There is a pool of high-quality, independent people within any given specialty. So this is an intellectually lazy argument that doesn’t hold any water. It’s a self-interested argument run by senior doctors, many of whom have spent their life on the drug company drip.

It’s a fallacious and dangerous argument that is not valid. My BMJ piece shows that if you look for high-quality, independent authories, you will find them. The problem has been that we haven’t really looked hard enough for those and there has been an acceptance within the medical profession that it is okay for the senior members of a specialty to be utterly financially entangled with the drug industry.

Increasingly, the medical establishment is saying that this is not okay and it is, in fact, harmful to the credibility of the medical profession. It’s harmful to public trust in the medical establishment, and for at least a decade or more there has been a growing sense that there needs to be a disentanglement between the profession and the industry in order to restore public trust.

How do we redefine health and ill-health and who should make these decisions?

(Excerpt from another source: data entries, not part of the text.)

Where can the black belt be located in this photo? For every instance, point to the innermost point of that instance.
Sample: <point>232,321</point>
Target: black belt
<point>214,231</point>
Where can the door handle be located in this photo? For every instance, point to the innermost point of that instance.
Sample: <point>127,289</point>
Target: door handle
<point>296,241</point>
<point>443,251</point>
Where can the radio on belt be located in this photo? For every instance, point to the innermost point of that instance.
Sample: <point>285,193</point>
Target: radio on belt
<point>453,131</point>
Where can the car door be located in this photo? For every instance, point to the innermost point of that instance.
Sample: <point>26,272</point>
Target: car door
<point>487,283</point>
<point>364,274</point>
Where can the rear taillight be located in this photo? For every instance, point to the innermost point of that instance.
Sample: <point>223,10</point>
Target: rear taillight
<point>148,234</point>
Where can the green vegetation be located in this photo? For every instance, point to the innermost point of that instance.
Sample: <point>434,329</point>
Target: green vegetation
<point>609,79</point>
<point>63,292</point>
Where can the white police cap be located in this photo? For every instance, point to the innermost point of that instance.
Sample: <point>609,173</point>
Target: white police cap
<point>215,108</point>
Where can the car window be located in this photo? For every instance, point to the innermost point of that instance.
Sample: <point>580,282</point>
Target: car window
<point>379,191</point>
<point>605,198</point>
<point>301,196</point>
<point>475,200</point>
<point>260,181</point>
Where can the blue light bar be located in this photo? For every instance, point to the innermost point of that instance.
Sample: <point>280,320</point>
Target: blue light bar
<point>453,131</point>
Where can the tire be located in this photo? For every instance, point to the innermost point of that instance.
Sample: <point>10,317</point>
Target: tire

We really are just at the stage where we are asking that question. A number of voices are saying it’s time to throw out the old panels and bring in fresh, new ones which are independent of financial relationships and are much more broadly representative of different interests.

Who would we have on the panels? This is a conversation that is happening within the medical establishment globally. This is a cutting edge conversation: how can we rationally start to redraw the lines between health and illness outside the shadow of drug companies?

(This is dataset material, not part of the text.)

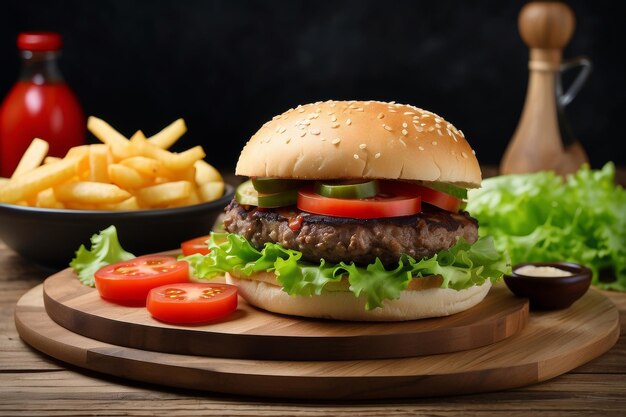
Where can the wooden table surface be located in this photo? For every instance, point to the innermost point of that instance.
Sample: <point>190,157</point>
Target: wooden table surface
<point>32,383</point>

My sense is that a lot of people take the definitions of illness as if they were written in stone; as if they were handed down by God. But the trouble is, if you start to look at god’s work, you find that it was done by a group of individual men and women sitting in a room at a particular time and date, and that some of those processes have been highly problematic. Those processes require major renovation.

One of the things that’s changed in healthcare in the past 10 to 15 years is we’ve become much more aware of the evidence that suggests that social and environmental factors determine people’s health.

My sense is that in this process of renovating these panels, it’s possible we may start to reconceptualise some of these so-called conditions.

In terms of these risk-factor-based conditions, like high blood pressure, high cholesterol, high blood sugar, low bone mineral density – we have mistakenly seen these risk factors as diseases.

We are pouring billions and billions of dollars globally into clinical strategies to fight these conditions. Maybe we’d get much better bang for the buck if we reconceived the nature of certain medical conditions and how to treat and prevent them.